March 27, 2007

A “Quick Fix for Misbehavin’ Kids” ?

The "Fiction" of a Quick Fix?

Ever since I began teaching parenting skills almost 30 years ago, one of the most common fallacies that I have encountered is the mistaken idea in the heads of so many parents that there is some great “Quick Fix” for raising kids that are well behaved, self-assured and well adjusted. There is no short cut! Raising kids who are self-assured, well adjusted, self-directed and well behaved requires that parents make permanent and reasoned changes in the way that parents relate to their children!

Just Like Fad Diets

In the same way that fad diets help people to lose weight, only to regain it immediately; “Quick-Fix” parenting techniques usually result in failure to bring about long-term and meaningful changes in the behaviors of children.

The key to making the Parenting with Dignity Program (or any other parenting program) work lies in permanently changing the manner in which parents communicate with and relate to their children! In our program there are assignment sheets that go with each lesson. To make the program work in your family and in your community, every parent in class must do the assignments with their own children during the week between classes. There is no short cut.

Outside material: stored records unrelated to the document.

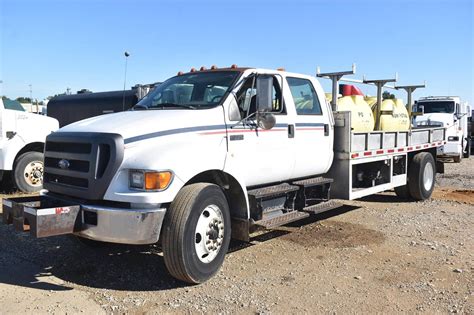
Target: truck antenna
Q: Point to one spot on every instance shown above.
(410, 89)
(127, 54)
(335, 77)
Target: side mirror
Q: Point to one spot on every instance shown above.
(234, 113)
(421, 109)
(266, 120)
(264, 93)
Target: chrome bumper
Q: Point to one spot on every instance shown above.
(126, 226)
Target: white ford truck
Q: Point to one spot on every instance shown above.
(452, 113)
(22, 138)
(214, 154)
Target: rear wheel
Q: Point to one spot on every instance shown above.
(196, 233)
(421, 176)
(402, 192)
(28, 172)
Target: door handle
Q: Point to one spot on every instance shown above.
(326, 130)
(291, 131)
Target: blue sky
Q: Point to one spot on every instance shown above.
(54, 44)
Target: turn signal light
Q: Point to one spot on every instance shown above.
(157, 180)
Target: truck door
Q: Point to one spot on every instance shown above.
(260, 156)
(313, 137)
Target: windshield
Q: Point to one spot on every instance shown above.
(438, 107)
(192, 90)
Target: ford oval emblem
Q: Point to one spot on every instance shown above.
(64, 164)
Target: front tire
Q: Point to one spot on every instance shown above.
(196, 233)
(28, 172)
(421, 176)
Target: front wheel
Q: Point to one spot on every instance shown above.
(421, 176)
(28, 172)
(196, 233)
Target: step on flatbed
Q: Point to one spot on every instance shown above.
(322, 207)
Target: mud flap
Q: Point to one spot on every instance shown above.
(41, 216)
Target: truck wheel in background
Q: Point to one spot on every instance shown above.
(467, 153)
(421, 176)
(403, 192)
(28, 172)
(196, 233)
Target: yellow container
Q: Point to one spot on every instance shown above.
(396, 118)
(362, 119)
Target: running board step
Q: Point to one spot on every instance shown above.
(281, 219)
(276, 190)
(323, 206)
(315, 181)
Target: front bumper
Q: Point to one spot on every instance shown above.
(44, 216)
(452, 149)
(127, 226)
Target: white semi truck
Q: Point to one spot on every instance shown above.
(22, 138)
(452, 113)
(212, 155)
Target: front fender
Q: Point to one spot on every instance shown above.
(186, 155)
(9, 148)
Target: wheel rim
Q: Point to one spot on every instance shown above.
(33, 173)
(428, 176)
(209, 234)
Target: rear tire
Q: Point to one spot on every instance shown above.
(196, 233)
(421, 176)
(403, 192)
(28, 172)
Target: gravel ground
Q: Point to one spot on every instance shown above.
(377, 255)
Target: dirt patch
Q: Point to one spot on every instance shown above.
(335, 234)
(459, 195)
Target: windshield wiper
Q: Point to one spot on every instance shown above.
(172, 105)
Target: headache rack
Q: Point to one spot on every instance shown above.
(370, 162)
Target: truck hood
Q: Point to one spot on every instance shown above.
(133, 124)
(441, 119)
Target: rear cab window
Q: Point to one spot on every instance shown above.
(304, 96)
(13, 105)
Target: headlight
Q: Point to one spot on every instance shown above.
(149, 180)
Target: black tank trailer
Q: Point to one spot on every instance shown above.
(74, 107)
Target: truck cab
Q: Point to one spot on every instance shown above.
(22, 138)
(452, 113)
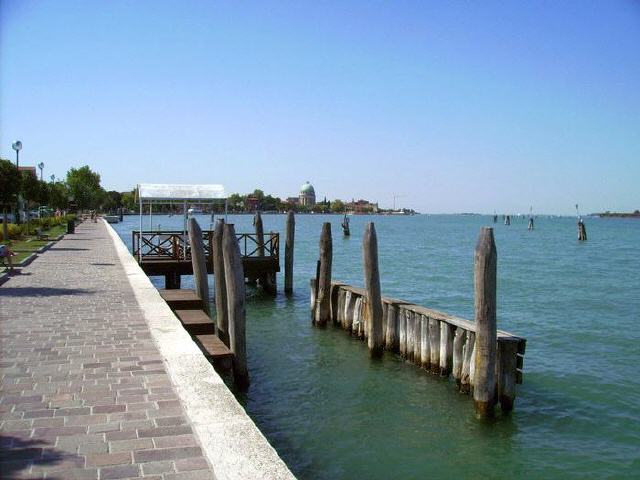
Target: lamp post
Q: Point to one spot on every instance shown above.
(17, 146)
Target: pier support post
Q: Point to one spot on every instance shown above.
(172, 280)
(322, 312)
(582, 231)
(485, 271)
(220, 284)
(199, 263)
(507, 365)
(373, 308)
(257, 222)
(288, 252)
(234, 278)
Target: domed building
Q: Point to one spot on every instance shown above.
(307, 195)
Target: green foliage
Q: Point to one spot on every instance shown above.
(9, 182)
(84, 186)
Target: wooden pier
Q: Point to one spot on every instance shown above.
(168, 254)
(483, 361)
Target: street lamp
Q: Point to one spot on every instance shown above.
(17, 146)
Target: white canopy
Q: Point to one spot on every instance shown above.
(161, 191)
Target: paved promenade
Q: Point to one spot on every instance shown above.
(84, 390)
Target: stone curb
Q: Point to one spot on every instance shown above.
(230, 440)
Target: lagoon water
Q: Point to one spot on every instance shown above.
(332, 413)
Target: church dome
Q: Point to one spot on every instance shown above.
(307, 189)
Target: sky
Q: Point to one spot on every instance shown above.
(443, 106)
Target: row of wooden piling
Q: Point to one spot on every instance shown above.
(482, 360)
(229, 290)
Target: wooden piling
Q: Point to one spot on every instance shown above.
(172, 280)
(402, 332)
(288, 252)
(391, 339)
(458, 349)
(234, 277)
(425, 348)
(199, 263)
(257, 222)
(323, 310)
(582, 231)
(434, 345)
(408, 314)
(222, 315)
(468, 356)
(506, 372)
(485, 270)
(446, 349)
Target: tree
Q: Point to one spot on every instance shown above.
(84, 186)
(112, 200)
(58, 195)
(129, 200)
(9, 186)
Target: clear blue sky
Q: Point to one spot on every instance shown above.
(452, 106)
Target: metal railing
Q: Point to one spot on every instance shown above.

There Will Be Difficulties!

Then, after actually doing the assignment, in class the following week, the parents must begin class by discussing the results of their attempts at using the skills taught in the last lesson. It is obvious to me after years of working with parents that there will be some difficulties in these attempts at changing family interaction and family communication. Most often the parents in the class will find that they learn more from the things that they try and that don't work than they learn from the things that do work! In the process of correcting the things that don’t work they will be internalizing their own skills and thoughts.

Permanent Change Is the Real Time-Saver!

In addition, many classes find that as their class reaches the second week, the discussion takes so much time that they postpone some or all of class two in order to discuss the results from the first lesson. In doing this they may find that it takes longer to complete the course, but... in the long run the permanent changes that they make will ultimately save time as they move into using what they have learned in their lives with their children.

The key to changing the behavior of children lies in the ensuing weeks, months, and years. The changes that parents make in their thinking, actions, and behavior must become permanent. There is no short cut to permanent change. The new way of thinking and acting must become a way of life.

Now, over the months and years, parents will save lots of time for themselves if they take the time to permanently change their behavior early in their lives as parents but there is no short cut to that saving of time. A child who is taught to feed herself with regard to acceptable manners and a well balanced diet will be much easier to live with at seventeen. Ther will be a considerable saving of time over the years, but it si not a quick fix. Once the idea of appropriate manners and eating healthily is well established in both the mind of the parent and child, it will only take occasional reminders and reinforcement spaced over time to maintain the desired behavior in later stages of maturation and development.

Remember this simple adage: “It takes no more time to develop a good habit than it takes to develop a bad habit!” However, there is one thing to remember about bad habits… to erase a bad habit takes lots of time; and then… you still must spend more time to develop a new and desirable habit. If there is a “Quick Fix” to use in raising children it lies in making permanent changes and developing good habits as early a possible! Often, it takes more time to teach children the desired behavior at the very beginning; but if you start immediately developing good habits in your children those behaviors will last a lifetime!

Now, if you have waited until your kids are in their teens to begin to teach effective decision making skills, it may take more time to develop the good habits in your children; but, every day that you put off starting means that it will just take that much longer when you actually do begin!

In closing, what I am saying is that the only “Quick Fix” for effective parenting lies in starting right now, TODAY, to make permanent change!

The quick fix in parenting lies in not waiting to start making permanent change!